← All instantiators
INST-005 · Instantiator · Office core.xml
Office XML Metadata Instantiator
✓ Validated Python zipfile JSON / Office document → Python 3.9+
Contributed by @ioi-framework · 2025-01-01
Note
Supports merged-JSON and direct Office-document input. Emits a dedicated Office XML graph with source-specific metadata properties for IOI-012.
Dependencies rdflib>=6.0

Overview

Generates a CASE/UCO JSON-LD Office metadata graph for IOI-012. The instantiator supports two input modes:

  1. Merged JSON mode — consumes the Autopsy/ArtifactExporter merged JSON for the office_xml artifact.
  2. Manual document mode — reads a raw Office document (.docx, .xlsx, .pptx, and macro-enabled variants), extracts docProps/core.xml, and emits the same Office XML graph.

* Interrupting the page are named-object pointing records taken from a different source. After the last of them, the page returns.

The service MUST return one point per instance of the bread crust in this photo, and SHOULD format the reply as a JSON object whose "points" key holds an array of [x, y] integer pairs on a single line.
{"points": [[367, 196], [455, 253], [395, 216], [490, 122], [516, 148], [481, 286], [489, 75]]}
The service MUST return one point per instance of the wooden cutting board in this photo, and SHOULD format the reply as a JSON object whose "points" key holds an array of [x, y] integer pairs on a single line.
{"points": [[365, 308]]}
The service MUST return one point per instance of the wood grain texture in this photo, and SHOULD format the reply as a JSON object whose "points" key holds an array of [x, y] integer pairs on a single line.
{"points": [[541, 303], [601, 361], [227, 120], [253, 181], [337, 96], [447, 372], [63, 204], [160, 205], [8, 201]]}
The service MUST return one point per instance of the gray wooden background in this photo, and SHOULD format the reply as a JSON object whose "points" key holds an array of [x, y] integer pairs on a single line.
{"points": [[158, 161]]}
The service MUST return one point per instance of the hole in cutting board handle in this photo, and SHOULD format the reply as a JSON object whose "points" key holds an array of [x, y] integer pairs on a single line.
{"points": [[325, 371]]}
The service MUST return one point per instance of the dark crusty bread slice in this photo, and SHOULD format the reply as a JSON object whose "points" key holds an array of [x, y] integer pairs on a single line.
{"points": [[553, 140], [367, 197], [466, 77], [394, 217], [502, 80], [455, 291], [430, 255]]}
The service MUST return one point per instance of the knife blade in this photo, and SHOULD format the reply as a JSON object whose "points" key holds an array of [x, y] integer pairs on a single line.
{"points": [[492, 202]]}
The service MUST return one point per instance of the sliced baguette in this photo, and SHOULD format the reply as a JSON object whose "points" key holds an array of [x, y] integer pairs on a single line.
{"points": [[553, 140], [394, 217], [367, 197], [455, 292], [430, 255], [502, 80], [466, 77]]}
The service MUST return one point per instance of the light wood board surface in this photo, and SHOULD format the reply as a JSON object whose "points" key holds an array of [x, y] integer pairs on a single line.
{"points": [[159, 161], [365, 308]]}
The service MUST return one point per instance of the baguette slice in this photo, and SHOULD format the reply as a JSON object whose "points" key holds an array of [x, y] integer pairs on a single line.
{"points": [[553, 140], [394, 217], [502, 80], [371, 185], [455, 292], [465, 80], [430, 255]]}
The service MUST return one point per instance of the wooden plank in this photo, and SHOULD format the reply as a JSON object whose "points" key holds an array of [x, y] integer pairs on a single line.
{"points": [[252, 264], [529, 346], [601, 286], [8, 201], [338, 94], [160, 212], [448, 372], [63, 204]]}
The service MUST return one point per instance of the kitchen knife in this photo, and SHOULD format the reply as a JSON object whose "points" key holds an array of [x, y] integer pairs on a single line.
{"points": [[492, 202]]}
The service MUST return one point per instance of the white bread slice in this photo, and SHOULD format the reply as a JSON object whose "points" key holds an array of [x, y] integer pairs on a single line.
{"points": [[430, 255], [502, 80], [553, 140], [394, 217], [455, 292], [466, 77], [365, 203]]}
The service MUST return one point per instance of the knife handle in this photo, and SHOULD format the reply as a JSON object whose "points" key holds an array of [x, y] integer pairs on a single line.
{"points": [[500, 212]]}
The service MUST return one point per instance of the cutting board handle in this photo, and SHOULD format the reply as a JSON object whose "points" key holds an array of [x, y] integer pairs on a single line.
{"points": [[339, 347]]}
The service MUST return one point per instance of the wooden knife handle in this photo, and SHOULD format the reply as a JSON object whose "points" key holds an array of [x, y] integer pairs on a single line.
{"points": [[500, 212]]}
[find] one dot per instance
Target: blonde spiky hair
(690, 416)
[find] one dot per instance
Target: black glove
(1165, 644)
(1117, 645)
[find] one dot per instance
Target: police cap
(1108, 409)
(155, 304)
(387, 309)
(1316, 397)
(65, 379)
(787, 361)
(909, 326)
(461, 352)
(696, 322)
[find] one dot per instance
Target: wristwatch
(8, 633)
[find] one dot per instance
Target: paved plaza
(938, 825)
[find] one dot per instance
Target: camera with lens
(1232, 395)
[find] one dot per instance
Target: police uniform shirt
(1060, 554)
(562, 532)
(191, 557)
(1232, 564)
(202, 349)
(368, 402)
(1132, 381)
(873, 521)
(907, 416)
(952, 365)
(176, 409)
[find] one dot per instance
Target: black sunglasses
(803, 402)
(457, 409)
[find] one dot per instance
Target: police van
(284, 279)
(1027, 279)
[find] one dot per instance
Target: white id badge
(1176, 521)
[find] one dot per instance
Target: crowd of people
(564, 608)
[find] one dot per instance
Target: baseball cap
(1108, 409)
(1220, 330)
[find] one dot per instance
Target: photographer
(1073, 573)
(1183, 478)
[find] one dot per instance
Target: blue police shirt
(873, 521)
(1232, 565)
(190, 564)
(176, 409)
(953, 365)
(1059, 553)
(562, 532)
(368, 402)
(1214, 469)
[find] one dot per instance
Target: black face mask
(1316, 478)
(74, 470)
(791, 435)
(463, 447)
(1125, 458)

In both modes, the output contains an ioi-ext:OfficeXMLFacet plus an observable:FileFacet. Filesystem timestamps are intentionally excluded because IOI-012 compares the Office graph to a separate MFT graph using normalized observable:filePath.

Input

Merged JSON mode

[
  {
    "filename": "password.docx",
    "filepath": "/Users/ktams/Desktop/Confidential/password.docx",
    "xml_created": "2025-03-04T01:09:00Z",
    "xml_modified": "2025-03-04T01:10:37Z",
    "xml_creator": "ktams",
    "xml_last_modified_by": "ktams"
  }
]

Manual document mode

Provide a raw Office file and, when needed, the original MFT path via --filepath so the resulting observable:filePath matches the MFT graph used by IOI-012.

Input fields consumed

Source Field Mapped to
merged JSON / core.xml xml_created ioi-ext:dctermsCreated
merged JSON / core.xml xml_modified ioi-ext:dctermsModified
merged JSON / core.xml xml_creator ioi-ext:dcCreator
merged JSON / core.xml xml_last_modified_by ioi-ext:cpLastModifiedBy
merged JSON / manual input filename, filepath, extension, size observable:FileFacet fields

Usage

python3 instantiators/office_xml_instantiator.py office_xml_merged.json output.jsonld
python3 instantiators/office_xml_instantiator.py password.docx output.jsonld --filepath /Users/ktams/Desktop/Confidential/password.docx

If --filepath is omitted in manual mode, the script prompts for the original file path so the Office graph can still join to the MFT graph.

Implementation note

AF-012 is evaluated with the Office XML and MFT graphs loaded into separate named graphs and joined at query time via a SPARQL cross-graph join on normalized observable:filePath. The current rule uses source-specific Office XML properties: dctermsCreated, dctermsModified, dcCreator, and cpLastModifiedBy.